Fork/Join Parallelism

Early programming was highly dependent upon the underlying hardware.  Programmers would manipulate data on what was effectively a register-by-register basis, executing [relatively] simple assembly commands to alter the information.  With increasing computational power has come higher levels of abstraction, slowly freeing developers from the complexities of hardware, allowing effort to be focused on higher-level concerns.

Working with a modern, managed, programming language, one no longer needs to worry about assembly, about memory allocation or destruction, about paging or class loading, or a host of problems stemming from the operation of lower abstraction layers.  This seems an inevitable, and generally beneficial trend.  Developers can focus more on the busines problem and less on the technical.

In many ways then, modern parallel programming seems like a step back.  Developers are being asked to consider aspects of the hardware they were previously able to ignore (the number of CPUs) and aspects of the data they were previously able to ignore (the relationship betweeen data members necessary for synchronization).  Currently, many of our development models are heavy-handed: thread creation and signaling is a comprehensive, though highly error-prone coding style.  The predominant abstraction--threading--often entails substantial computational overhead.

An alternate abstraction is a task-based view, often utilized in a fork/join framework.  Under this methodology, a developer constructs independent tasks that can be sent to a queue to be processed by a worker thread.  The threads themselves represent interfaces to processors and can operate independently of the developer's code.
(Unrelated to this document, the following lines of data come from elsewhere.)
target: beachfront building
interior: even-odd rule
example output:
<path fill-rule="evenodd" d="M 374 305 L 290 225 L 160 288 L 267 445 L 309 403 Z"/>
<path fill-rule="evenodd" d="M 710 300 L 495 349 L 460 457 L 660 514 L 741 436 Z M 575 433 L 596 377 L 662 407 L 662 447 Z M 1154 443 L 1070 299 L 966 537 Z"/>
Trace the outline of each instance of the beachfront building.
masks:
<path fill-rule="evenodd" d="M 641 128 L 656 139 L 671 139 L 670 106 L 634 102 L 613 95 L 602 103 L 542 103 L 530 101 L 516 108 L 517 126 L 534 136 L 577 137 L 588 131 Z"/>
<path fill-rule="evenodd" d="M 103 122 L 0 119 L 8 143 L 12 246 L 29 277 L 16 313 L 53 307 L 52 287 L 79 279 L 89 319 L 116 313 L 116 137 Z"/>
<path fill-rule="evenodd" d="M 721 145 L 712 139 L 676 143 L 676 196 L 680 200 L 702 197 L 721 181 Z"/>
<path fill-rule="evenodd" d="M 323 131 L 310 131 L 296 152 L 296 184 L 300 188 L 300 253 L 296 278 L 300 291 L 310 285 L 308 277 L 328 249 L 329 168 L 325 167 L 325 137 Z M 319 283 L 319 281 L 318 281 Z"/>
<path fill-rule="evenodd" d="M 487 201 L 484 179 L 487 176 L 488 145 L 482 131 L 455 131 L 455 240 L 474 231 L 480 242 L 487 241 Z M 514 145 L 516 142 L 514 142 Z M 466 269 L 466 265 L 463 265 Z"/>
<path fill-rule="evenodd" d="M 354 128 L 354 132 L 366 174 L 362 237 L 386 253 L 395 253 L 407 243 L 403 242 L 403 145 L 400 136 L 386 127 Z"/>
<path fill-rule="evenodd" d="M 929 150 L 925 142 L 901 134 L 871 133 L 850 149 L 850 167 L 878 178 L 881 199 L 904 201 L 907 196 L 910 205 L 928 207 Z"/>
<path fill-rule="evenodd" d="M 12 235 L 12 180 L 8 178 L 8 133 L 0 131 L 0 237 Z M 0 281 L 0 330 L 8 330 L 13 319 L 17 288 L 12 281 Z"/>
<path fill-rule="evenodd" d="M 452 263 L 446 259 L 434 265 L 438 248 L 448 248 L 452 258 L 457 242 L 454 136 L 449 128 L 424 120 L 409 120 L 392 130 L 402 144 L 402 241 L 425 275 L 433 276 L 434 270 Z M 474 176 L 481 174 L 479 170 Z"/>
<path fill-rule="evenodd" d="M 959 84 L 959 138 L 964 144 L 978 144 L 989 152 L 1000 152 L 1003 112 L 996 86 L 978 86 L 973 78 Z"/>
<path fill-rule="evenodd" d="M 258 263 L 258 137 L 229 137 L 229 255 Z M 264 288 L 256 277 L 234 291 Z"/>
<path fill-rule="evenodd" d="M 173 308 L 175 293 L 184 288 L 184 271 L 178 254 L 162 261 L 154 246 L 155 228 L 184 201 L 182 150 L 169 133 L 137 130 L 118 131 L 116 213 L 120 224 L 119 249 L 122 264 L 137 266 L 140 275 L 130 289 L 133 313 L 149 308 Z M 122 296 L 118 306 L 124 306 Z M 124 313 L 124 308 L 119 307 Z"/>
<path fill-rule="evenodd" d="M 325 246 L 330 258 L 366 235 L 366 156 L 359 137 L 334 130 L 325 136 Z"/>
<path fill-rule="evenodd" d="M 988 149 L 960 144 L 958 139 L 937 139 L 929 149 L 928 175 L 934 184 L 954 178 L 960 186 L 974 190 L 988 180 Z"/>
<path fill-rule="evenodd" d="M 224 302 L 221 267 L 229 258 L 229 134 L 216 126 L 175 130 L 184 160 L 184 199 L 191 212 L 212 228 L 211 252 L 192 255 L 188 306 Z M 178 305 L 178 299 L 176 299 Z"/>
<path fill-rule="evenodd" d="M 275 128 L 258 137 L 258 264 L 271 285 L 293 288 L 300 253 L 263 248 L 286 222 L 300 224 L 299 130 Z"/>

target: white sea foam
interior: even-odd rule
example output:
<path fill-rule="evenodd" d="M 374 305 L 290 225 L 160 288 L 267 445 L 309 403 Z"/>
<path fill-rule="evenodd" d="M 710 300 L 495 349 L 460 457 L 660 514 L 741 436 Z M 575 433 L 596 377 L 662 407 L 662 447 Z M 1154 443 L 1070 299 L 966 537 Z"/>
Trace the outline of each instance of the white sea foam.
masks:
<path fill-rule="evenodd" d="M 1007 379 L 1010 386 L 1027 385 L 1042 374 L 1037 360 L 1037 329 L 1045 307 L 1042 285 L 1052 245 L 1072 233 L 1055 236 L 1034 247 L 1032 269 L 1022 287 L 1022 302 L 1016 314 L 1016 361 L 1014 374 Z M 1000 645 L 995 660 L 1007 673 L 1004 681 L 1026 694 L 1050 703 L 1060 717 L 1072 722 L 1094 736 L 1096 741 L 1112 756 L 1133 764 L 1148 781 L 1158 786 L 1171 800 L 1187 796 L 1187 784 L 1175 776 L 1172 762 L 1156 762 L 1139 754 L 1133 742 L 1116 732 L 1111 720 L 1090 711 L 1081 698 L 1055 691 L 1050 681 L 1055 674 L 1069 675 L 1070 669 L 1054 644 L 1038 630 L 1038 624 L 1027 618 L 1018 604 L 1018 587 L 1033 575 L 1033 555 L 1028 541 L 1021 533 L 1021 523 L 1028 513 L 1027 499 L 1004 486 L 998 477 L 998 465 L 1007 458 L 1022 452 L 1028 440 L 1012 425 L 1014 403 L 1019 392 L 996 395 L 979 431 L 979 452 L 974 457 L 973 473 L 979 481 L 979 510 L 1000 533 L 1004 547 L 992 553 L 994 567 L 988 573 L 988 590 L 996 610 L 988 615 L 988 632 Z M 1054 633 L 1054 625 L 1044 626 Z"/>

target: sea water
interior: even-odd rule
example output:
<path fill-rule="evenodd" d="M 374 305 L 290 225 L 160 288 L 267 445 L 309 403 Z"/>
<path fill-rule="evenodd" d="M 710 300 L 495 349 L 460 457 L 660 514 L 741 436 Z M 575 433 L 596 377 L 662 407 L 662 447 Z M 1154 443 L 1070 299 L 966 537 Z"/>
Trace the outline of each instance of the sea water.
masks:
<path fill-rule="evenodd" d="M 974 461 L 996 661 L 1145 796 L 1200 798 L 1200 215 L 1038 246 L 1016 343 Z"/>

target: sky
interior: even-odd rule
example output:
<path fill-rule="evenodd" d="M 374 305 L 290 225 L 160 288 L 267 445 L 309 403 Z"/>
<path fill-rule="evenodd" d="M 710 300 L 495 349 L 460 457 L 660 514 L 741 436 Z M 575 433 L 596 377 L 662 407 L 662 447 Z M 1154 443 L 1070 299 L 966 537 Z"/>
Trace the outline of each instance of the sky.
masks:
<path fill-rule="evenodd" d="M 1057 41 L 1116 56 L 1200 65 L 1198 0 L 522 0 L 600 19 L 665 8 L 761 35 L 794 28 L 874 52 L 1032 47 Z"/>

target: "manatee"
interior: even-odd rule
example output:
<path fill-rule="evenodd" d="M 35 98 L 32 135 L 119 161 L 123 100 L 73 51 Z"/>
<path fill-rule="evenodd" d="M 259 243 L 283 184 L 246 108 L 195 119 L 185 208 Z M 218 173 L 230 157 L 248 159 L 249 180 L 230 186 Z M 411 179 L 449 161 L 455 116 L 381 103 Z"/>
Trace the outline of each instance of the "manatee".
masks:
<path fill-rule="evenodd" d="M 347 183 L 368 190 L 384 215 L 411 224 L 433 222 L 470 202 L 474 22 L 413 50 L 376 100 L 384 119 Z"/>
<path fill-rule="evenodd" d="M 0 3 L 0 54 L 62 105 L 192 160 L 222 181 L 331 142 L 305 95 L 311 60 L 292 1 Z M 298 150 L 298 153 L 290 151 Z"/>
This has one main advantage and one main disadvantage: on the upside, this method can spawn an optimum number of worker threads for a given system, whereas a traditional thread model entails however many functional threads a developer can identify.  Furthermore, since the threads are permanent, there isn't substantial overhead in their creation and destruction.  For many concurrent problems, this is an ideal approach, abstracting away the hardware again and simplifying the logical interdependency.

This simplification also reveals its weakness--or perhaps more appropriately, its limitation.  For this model to work, each task or work unit must be completely functionally independent.  On one hand, this limitation still meets the needs of many (perhaps most) problems requiring heavy parallelism.  And unless the computational demands of a program are particularly high, then parallelism shouldn't necessarily be a chief concern.  But as I stated, this is a limitation, and there are some types of thread behavior that this prohibits, particularly if multiple threads are dynamically modifying the same data.

Originally, I'd set out to interview Henry Ford, who is in many ways the godfather of modern parallelism: he is the man who optimized the execution of tasks by best mapping it to the available hardware (in this case, manpower).  Unfortunately, I only was able to reach his secretary who informed me that "Mr. Ford isn't taking calls from the future.  He considers the future too bombastic."  Very well.  I'd probably spend most of the time whining about Detroit anyway.